Si muore generalmente perché si è soli o perché si è entrati in un gioco troppo grande. Si muore spesso perché non si dispone delle necessarie alleanze, perché si è privi di sostegno.
In Sicilia la mafia colpisce i servitori dello Stato che lo Stato non è riuscito a proteggere

Da tre anni dedico del tempo a condividere l’impegno della legalità e a trasmetterlo agli studenti, continuando a credere fermamente che “le vostre idee cammineranno sulle nostre gambe” e tra le pagine di quel libro trovo sempre attuale, mai tramontato, vivo e radicale, la lotta all’illegalità, a tutte le mafie. Il primo incontro con quei ragazzi, lo ricordo ancora: parlai di Falcone e di Borsellino, come di eroi. Credo che la nostra società abbia bisogno di immaigni “sovrannaturali”  per continuare a sentirsi viva. E nell’immaginario collettivo, la parola eroe ben si lega a questi due giganti della legalità. Peccato solo che tale “marchio” stoni profondamente  con quella che  era , ahinoi, il loro impegno di “servitori dello Stato”.  Magistrati. Per nulla supereroi. Per niente straordinari.  Il p.m. Ilda Boccassini, ha di recente ricordato

“Non c’è stato uomo in Italia che ha accumulato nella sua vita più sconfitte di Falcone: bocciato come consigliere istruttore, bocciato come procuratore di Palermo, bocciato come candidato al CSM e sarebbe stato bocciato anche come procuratore nazionale antimafia se non fosse stato ucciso. Eppure ogni anno si celebra l’esistenza di Giovanni come fosse stata premiata da pubblici riconoscimenti o apprezzata nella sua eccellenza. Un altro paradosso. Non c’è stato uomo la cui fiducia e amicizia è stata tradita con più determinazione e malignità.”
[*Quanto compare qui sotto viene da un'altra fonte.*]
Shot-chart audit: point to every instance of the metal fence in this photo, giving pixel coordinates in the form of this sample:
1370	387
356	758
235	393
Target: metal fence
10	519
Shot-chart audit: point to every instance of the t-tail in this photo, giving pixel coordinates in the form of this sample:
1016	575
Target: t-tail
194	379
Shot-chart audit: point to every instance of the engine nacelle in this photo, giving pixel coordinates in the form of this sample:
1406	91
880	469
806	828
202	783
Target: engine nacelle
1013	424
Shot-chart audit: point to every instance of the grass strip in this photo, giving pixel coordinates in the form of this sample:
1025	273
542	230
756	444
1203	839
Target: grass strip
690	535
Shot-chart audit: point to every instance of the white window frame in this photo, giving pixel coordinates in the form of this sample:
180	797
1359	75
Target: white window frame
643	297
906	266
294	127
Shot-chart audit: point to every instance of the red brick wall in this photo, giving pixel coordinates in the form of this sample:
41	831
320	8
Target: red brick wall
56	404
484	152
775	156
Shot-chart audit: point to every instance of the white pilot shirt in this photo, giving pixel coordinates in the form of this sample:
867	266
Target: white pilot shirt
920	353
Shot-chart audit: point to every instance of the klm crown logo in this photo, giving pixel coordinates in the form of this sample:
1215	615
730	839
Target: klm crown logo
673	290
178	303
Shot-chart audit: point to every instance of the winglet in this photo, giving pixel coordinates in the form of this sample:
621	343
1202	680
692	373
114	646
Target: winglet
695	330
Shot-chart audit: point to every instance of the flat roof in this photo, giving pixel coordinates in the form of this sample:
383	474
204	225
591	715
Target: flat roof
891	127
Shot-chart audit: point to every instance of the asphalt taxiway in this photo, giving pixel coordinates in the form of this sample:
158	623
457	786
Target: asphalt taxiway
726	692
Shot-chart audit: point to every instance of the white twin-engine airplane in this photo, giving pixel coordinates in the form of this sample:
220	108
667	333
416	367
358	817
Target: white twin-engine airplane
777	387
E allora, vorrei che passasse in questo ventennale forse più cupo, come ci ricorda la triste vicende delle bombe di Brindisi e della morte dell’innocente Melissa, l’idea che a vincere siano gli uomini “normali” quelli che portano avanti e  forte la speranza ,storie  di resistenze fatte di quotidianità, di fatica, di lacrime, di poche parole e rotture di silenzi imposti.  Solo così la memoria di Falcone e Borselino non sarà soltanto una foto sbiadita. Perchè a me, a quei ragazzi a cui parlo  di legalità e a quella ragazza non ancora maggiorenne con quel libro tra le mani, restaerà l’impegno giorno per giorno, resterà la possibilità di sognare che un mondo senza mafie è possibile, con un po’ di tristezza forse, perché dipenderà da quanto realmente saremmo responsabili e impegnati a fare la nostra parte. Del resto lo stesso Giovanni Falcone, non chiedeva di certo la luna: “Perché una società vada bene, si muova nel progresso, nell’esaltazione dei valori della famiglia, dello spirito, del bene, dell’amicizia, perché prosperi senza contrasti tra i vari consociati, per avviarsi serena nel cammino verso un domani migliore, basta che ognuno faccia il suo dovere”.